Looking at Mexico beyond the stereotypes and politics

After a trip to Argentina and Chile a few years ago, I half-jokingly told friends that if I had known what the “Southern Cone” was like 40 years ago, I would have learned Spanish; the reason I didn’t was Mexico. That’s unfair, of course, and an experience I had earlier this year did a great deal to advance my appreciation of our complex neighbor.

I was attending a meeting of the Inter-American Press Association in Puebla, about two hours east of Mexico City. It’s not often that a single evening can change one’s appreciation of an entire country, and that is not exactly what happened. But gringos clamoring for a wall from the Pacific to the Gulf of Mexico should experience what I did that night.

I’ve been to Mexico a number of times, including more than a few trips as a teenager. It seems unthinkable now, but in those days, kids in Southern California routinely went to Mexico with nothing more than a notarized note from a parent.

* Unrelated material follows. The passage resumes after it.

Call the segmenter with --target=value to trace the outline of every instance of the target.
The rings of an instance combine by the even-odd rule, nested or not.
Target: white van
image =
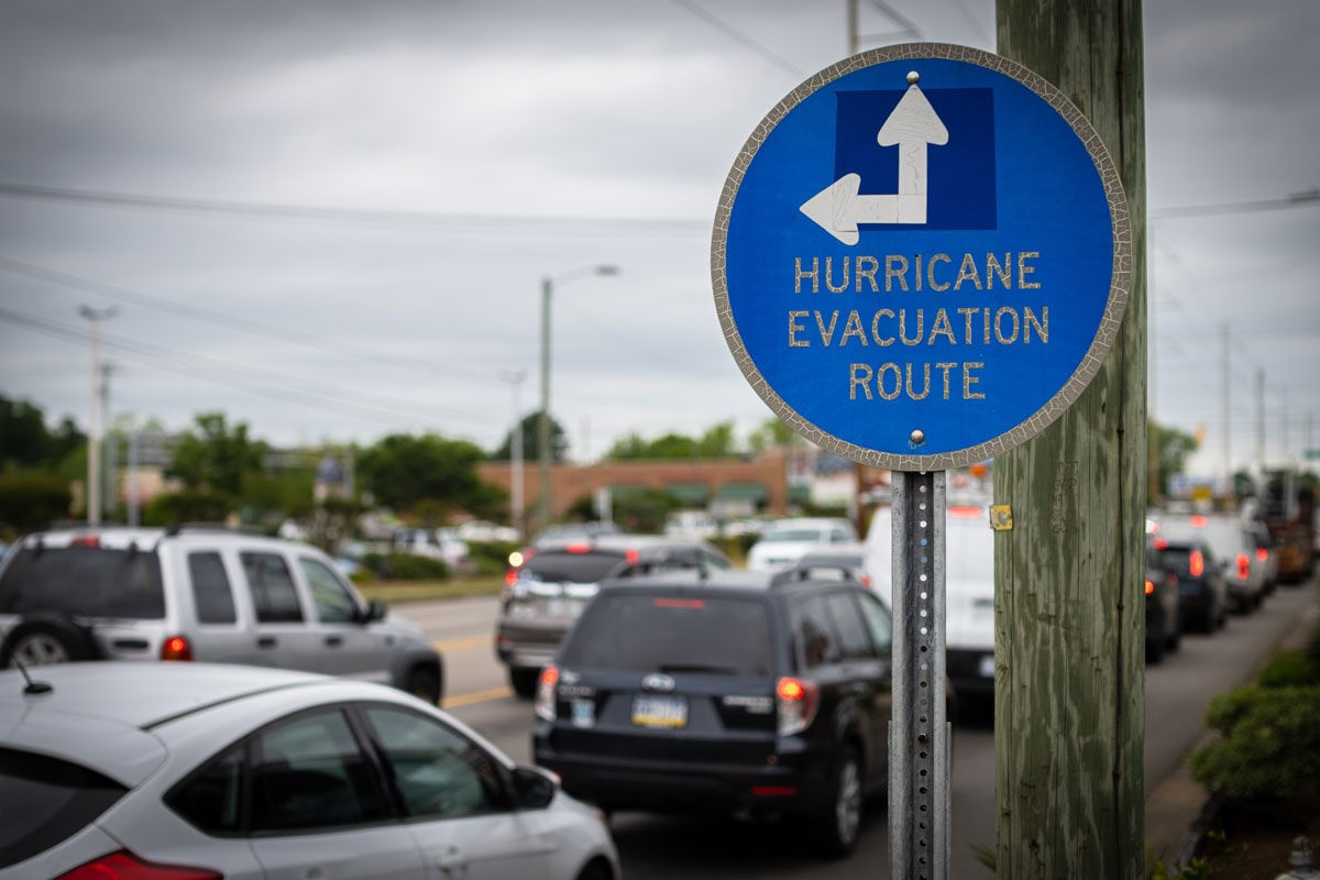
[[[960,698],[994,695],[994,532],[990,505],[953,504],[944,526],[945,666]],[[891,508],[879,508],[866,533],[866,571],[886,602],[892,596]],[[892,604],[891,604],[892,607]]]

The results were predictable. The one time in my life I got thrown out of a bar was in San Felipe in Baja California when I was about 16. (How was I supposed to know that guy was the girl’s father?) Other trips involved encounters with the Border Patrol, calls to parents and dark talk of Mexican prisons. None of these episodes were criminal, just stupid, but they left me with a jaundiced view of Mexico.

Puebla was something else. The old colonial city is pretty, with ancient ruins, great food and friendly people.

The meeting itself was also a reminder that we weren’t in Kansas anymore. We heard from Cuban blogger Yoani Sanchez, and were picketed by Castro supporters – a tribe unknown in this country. Demonstrators decrying recent Mexican education reforms sang their complaint to the tune of “Frère Jacques” – and jarringly included a coarse phrase ending with “tu madre.”

The high point was a banquet put on by our host, Mexican businessman and newspaper owner Armando Prida Huerta. It was held in the grassy courtyard of La Constancia, an “industrial heritage site” built in 1835 as a textile factory. The evening included a seven-course meal, a dance troupe, excellent music (think mariachis as interpreted by contemporary urban hipsters) and a fireworks display.

But anybody can put on a great banquet. All that takes is money.

Where Prida’s taste and judgment came through was in the musical program that preceded the banquet. That was something to remember, and to celebrate. It was beautiful and thought provoking.

The performance consisted of an orchestra and choir, made up of musicians aged 4 to 21 with, I think, most of them early to middle teens. They played and sang “Russian Easter,” “Carresse sur L’Ocean” from the film “Les Choristes,” “The Conquest of Paradise” from the film “1492” and “Toreador” from the opera “Carmen.” And they were great!

Esperanza Azteca Orchestra targets children from low-income families. No previous musical experience is required. Once accepted, kids are provided with a musical instrument and enrolled in group classes. In Puebla, they go to La Constancia from 4 to 8 p.m. every weekday for practice – 20 hours per week – on top of school and chores.

A product of good fortune, good will and good intentions, Esperanza Azteca Orchestra sprang from something its conductor, a prominent violinist from Puebla named Julio Saldaña, began with a small group of children. A series of fortuitous meetings connected Saldaña to Benjamin Sander, then conductor of the Boston Symphony, a woman named Lenis Mastretta, now president of the orchestra, and Ricardo Salinas Pliego, the owner of Televisión Azteca, one of Mexico’s two television networks. Mastretta told Salinas about a similar music program in Venezuela and, she says, he responded by saying, “Let’s do it! ... But all over Mexico.”

With help from state funding, and people like Prida and Salinas, there are now 53 such orchestras across Mexico and one in El Salvador. The goal is to enroll 500,000 kids in 10 years.

The young musicians now wear their orchestra uniforms on weekends – out of pride. They have become the people other kids want to emulate.

It was impossible to enjoy all this and not be touched. But two thoughts kept interrupting: drug wars and immigration.

Seen through the lens of U.S. media, all that happens in Mexico is horrific violence. What’s worse, I think, is that reflects not just “if it bleeds, it leads,” but simple negligence. As a nation, we don’t pay attention to Latin America. And that is not just irresponsible, it’s foolish.

More immediately, though, I kept wondering which of these kids we need to keep out of our country – the girls with the angelic voices, the beautiful young cellists, the frenetic first violinist with the mop of black hair?

In fact, we would be lucky to have any of them. But because we ignore most of this hemisphere, we’re missing half the truth. These kids may be from poor families in an often troubled country, but their aspiration is not to clean our pools, and they are not going to pick our tomatoes. They’re aiming higher, perhaps higher than we are.

It might behoove us to notice that, as well.